Ex vivo stimulation of renal transport of the cytostatic drugs methotrexate, cisplatin, topotecan (Hycamtin) and raltitrexed (Tomudex) by dexamethasone, T3 and EGF in intact human and rat kidney tissue and in human renal cell carcinoma.

Abstract

Previous experiments have shown that both in vivo and in vitro pre-treatment with various hormones increases the renal transport capacity for weak organic acids, such as PAH, in rats.

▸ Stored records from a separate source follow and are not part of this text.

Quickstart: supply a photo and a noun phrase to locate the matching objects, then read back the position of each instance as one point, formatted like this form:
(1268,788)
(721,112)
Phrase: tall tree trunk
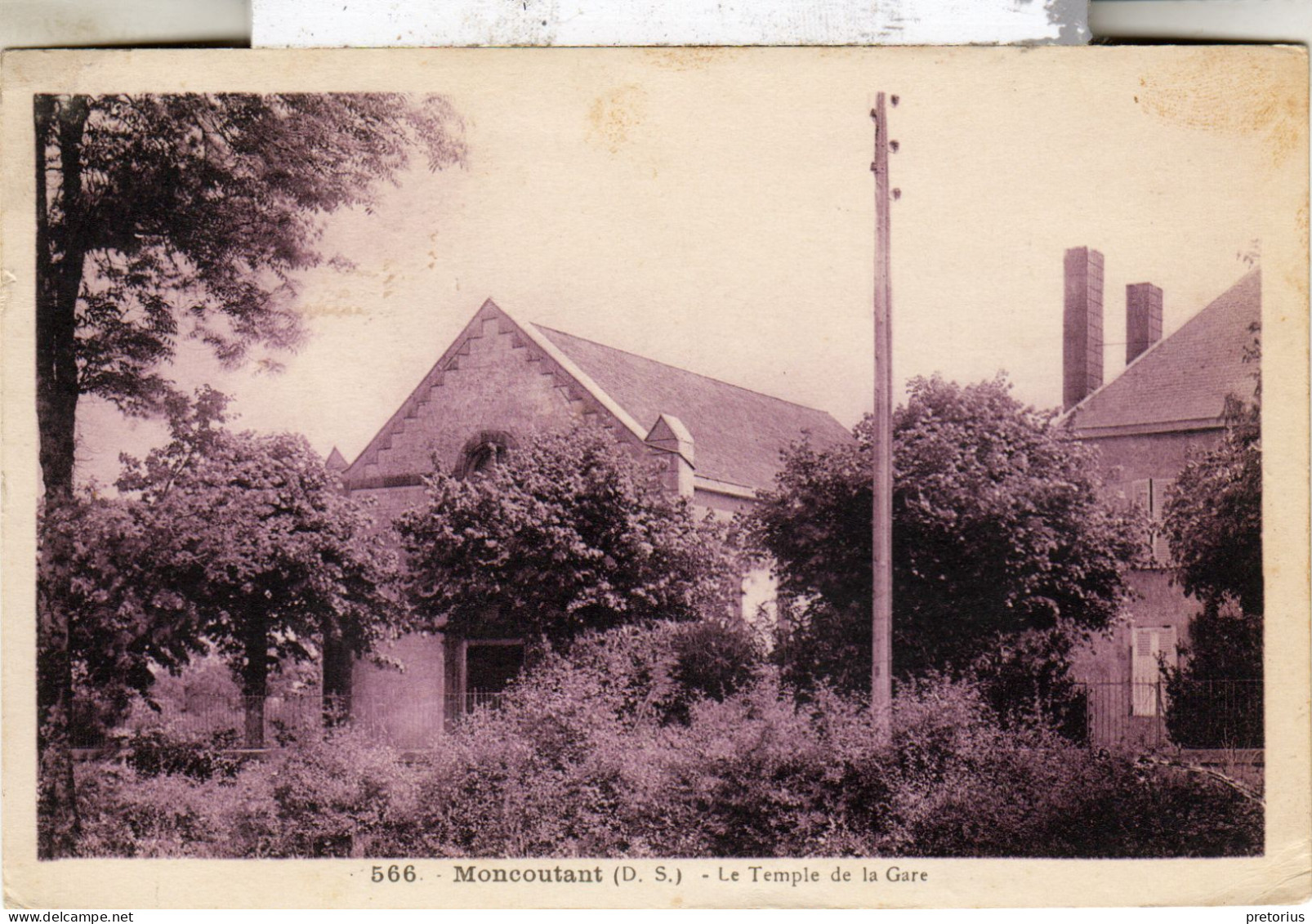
(255,679)
(60,257)
(337,664)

The aim of the present study was to test whether or not accumulation of the anticancer drugs methotrexate (MTX), cisplatin (CP), raltitrexed (Tomudex) and topotecan (Hycamtin) can be increased in intact, healthy rat and human renal cortical slices and in human renal cell carcinoma (RCC). Intact, healthy human tissue was obtained from tumour bearing kidneys of patients suffering from RCC. Experiments were intended as a new approach to overcome so-called multidrug resistance. Kidney tissue slices were incubated for 24 h in William's medium E containing various concentrations of dexamethasone, T(3), or EGF. Thereafter slices were placed in anticancer drug containing Cross-Taggart medium and the drug uptake into kidney tissue was measured for 2 h. In intact rat and human renal tissue slices, the uptake of p-aminohippurate (PAH = reference substance) increased significantly after incubation in dexamethasone containing medium (134% and 156%, respectively). There were no stimulating effects of either T(3) or EGF on PAH accumulation. On the other hand, only the accumulation of MTX, but not of CP, raltitrexed or topotecan, was significantly enhanced after hormone pre-treatment both in intact renal tissue and in RCC. A stimulation of renal PAH accumulation can be performed ex vivo, as reported previously, both in intact rat and human renal cortical slices and in RCC. Discrepancies between the effects of dexamethasone and T(3) or EGF indicate different modes of action of these substances at the cellular level. Unfortunately, with the exception of MTX, the uptake of anticancer drugs can not be stimulated effectively ex vivo in human RCC tissue by the substances used. Evidently the transport of these anticancer drugs out of the kidney cells is more effective than their uptake.